Once an ordinance is funded, the money in it cannot go to other unrelated purposes. Verona couldn’t take the $240,756.99 left in 06-10 and spend it fixing all the potholes that opened this winter. But by showing that Verona has $5.8 million available from the Hilltop-related ordinances, Helb was demonstrating that Verona has the ability to pay for the work sought under the resolution, which is a requirement in municipal finance.

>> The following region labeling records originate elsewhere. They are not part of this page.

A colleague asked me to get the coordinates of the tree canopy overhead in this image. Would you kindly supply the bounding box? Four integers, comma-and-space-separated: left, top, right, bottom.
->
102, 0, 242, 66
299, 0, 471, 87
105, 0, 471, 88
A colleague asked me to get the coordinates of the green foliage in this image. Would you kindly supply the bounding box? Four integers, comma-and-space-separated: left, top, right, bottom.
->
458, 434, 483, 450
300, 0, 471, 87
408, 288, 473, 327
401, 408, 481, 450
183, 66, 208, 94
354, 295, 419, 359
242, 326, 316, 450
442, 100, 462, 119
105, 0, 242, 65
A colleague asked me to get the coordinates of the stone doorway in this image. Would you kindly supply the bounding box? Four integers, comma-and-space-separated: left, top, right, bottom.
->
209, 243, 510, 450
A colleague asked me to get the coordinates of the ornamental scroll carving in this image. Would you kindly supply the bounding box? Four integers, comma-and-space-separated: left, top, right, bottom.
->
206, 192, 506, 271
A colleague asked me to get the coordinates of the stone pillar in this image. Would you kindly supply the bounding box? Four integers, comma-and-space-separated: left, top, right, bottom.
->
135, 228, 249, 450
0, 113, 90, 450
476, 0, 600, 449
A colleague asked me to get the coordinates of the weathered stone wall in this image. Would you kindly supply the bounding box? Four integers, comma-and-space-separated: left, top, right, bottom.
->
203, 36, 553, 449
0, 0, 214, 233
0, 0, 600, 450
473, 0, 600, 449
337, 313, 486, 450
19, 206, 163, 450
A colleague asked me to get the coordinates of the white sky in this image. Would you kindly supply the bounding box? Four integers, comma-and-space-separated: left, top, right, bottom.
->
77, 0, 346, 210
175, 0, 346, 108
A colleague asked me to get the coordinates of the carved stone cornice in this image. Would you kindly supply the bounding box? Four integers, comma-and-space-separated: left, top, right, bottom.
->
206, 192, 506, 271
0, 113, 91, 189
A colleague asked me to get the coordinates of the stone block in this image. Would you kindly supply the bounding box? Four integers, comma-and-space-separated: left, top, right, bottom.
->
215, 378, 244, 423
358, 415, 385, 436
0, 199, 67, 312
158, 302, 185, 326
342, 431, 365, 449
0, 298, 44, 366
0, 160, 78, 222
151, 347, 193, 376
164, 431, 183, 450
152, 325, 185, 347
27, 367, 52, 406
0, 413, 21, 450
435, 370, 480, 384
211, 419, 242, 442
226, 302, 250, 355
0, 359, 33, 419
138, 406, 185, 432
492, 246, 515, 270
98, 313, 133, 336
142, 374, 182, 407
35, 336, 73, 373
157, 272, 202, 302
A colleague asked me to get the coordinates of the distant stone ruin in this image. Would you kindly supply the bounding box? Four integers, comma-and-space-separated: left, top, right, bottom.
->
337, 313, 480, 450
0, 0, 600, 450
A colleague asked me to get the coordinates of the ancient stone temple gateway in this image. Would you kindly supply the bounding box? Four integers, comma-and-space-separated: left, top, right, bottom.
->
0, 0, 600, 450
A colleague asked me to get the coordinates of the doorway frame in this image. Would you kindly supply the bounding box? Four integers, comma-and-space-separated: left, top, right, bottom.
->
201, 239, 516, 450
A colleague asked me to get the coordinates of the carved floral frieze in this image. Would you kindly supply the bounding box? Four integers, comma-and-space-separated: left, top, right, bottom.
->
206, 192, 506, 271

When the meeting was open to the public for discussion, it was clear that a substantial divide remained between those who support the two new Hilltop fields and those who want Hilltop PILOT funds spent on existing fields, notably those at Verona High School. Bob DiTrani, a former president of the Fifth Downers football booster program, finally asked if the Council would postpone a vote on the Landtek contract until after the March 11 Board of Education referendum. (It seeks funding for building work, new heating and security systems, technology upgrades and field repairs.) Council member Frank Sapienza seized on the idea and the Council pushed the decision off until its March 17 meeting.
If approved then–a resolution needs three Council votes to be approved–construction would begin this spring and would be completed by spring 2015.